- US Treasury (UST) yields increased in May as the Trump administration’s “One, Big, Beautiful Bill Act” gained momentum, reflecting investors’ concerns regarding its impact on the US government’s credit risk. Moody’s lowered its credit rating for the US government to Aa1 on May 16th, bringing its rating in line with S&P and Fitch, but having little impact on Treasury demand. Budget talks and tariff negotiations appear to have been catalysts for rate increases across the curve, with the 2-year, 10-year and 30-year UST yields increasing by 29, 24 and 25 basis points (bps), respectively.
- Concurrently, President Trump unleashed a volley of delays and adjustments to the tariffs originally announced on Liberation Day, sparking strong risk-on sentiment across capital markets. US Investment Grade (IG) fixed income spreads generally tightened, with most sectors outperforming like-duration USTs.
- Corporate credit outperformed USTs by 127 bps.

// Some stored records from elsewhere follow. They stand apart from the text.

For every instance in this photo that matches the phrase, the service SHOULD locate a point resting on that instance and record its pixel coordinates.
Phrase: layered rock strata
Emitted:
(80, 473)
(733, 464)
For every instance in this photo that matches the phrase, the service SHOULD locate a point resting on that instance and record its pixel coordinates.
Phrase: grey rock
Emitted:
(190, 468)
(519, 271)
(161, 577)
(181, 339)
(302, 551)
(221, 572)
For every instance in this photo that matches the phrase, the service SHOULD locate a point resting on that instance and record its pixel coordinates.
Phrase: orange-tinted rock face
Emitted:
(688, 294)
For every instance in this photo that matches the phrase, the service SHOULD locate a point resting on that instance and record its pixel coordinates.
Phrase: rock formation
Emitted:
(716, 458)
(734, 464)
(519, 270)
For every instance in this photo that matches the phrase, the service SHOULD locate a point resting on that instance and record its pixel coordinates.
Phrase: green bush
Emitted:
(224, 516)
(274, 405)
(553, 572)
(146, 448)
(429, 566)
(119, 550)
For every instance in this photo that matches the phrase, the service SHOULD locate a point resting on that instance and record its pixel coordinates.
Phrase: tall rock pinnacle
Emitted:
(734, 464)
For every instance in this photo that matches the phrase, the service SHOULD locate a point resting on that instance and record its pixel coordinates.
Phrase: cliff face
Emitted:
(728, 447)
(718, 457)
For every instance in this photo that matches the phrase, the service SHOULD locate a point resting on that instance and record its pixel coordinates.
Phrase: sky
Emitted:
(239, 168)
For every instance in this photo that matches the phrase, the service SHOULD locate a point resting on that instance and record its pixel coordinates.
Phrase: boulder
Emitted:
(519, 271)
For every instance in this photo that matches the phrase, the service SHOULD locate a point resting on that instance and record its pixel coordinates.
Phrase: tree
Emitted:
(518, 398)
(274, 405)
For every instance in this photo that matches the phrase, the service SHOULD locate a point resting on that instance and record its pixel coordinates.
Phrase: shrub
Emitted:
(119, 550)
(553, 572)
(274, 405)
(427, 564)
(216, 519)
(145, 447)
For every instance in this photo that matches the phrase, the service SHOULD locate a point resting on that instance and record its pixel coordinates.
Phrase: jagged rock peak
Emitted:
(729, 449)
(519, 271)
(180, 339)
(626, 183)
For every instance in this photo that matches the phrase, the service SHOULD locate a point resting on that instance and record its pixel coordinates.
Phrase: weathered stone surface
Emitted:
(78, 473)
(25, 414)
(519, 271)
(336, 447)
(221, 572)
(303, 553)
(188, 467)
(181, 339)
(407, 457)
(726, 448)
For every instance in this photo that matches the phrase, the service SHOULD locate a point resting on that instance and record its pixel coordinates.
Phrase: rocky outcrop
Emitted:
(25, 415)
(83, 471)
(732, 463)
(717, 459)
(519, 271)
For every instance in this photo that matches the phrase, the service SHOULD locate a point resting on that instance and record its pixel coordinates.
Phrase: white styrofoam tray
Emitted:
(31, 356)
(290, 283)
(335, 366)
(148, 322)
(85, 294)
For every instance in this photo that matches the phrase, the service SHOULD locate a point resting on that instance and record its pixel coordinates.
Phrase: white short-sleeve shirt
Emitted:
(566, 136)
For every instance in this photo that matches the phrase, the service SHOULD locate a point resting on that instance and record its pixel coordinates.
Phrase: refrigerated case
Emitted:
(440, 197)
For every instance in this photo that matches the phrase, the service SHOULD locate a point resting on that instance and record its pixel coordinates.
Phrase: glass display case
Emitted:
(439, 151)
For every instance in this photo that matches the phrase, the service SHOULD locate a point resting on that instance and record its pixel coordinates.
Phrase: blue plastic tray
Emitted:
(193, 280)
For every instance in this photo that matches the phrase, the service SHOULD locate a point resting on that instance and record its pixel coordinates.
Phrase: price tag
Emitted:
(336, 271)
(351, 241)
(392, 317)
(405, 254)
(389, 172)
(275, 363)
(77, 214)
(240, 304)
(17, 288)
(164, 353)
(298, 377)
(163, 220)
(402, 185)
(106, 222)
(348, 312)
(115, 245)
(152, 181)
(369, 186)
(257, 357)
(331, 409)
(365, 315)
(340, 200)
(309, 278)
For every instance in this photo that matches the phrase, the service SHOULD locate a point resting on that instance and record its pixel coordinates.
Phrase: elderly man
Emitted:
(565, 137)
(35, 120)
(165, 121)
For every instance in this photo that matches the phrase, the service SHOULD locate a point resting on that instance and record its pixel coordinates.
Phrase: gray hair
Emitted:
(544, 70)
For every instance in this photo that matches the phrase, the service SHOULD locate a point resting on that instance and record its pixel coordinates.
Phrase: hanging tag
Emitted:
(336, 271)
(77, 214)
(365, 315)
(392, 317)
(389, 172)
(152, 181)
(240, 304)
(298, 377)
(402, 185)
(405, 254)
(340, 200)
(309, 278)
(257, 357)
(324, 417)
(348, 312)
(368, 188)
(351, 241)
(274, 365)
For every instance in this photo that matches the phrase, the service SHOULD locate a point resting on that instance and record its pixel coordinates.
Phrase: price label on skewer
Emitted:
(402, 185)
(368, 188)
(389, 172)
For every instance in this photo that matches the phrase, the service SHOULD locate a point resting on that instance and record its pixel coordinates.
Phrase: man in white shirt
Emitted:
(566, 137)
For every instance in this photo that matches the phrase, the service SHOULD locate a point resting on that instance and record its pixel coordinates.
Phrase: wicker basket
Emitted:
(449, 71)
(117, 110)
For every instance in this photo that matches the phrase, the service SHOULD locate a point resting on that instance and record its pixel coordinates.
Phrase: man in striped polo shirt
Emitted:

Industrials, utilities and financials outperformed by 139, 120 and 109 bps, respectively, as spreads recovered significantly and ended the month approximately where they started the second quarter. While market participants have become more sanguine on tariffs, we believe there is more volatility to come, and this certainly isn’t reflected in current valuations. Additionally, higher UST yields attracted “yield buyers” from the sidelines, which continues to be a technical force pressuring spreads tighter.
- CMBS outperformed USTs by 46 bps. Non-Agency and Agency outperformed by 60 and 33 bps, respectively. Risk-on sentiment caused a significant rebound in private label supply, including office, where spread levels remain wide to year-end. From our perspective, limited supply of benchmark ten-year paper led to increased demand for longer-duration deals.
- ABS outperformed USTs by 38 bps. High-quality ABS still offers compelling relative value versus other IG sectors, attracting extremely strong demand in May. Accordingly, new issuance totaled approximately $34 billion with most deals heavily oversubscribed, and spreads tightening from initial price talk.
- Agency RMBS outperformed like-duration USTs by 19 bps. Conventional 30-year paper underperformed by 13 bps due to the increase in UST yields, while Conventional 15-year paper outperformed by 37 bps as investors sought shorter duration securities.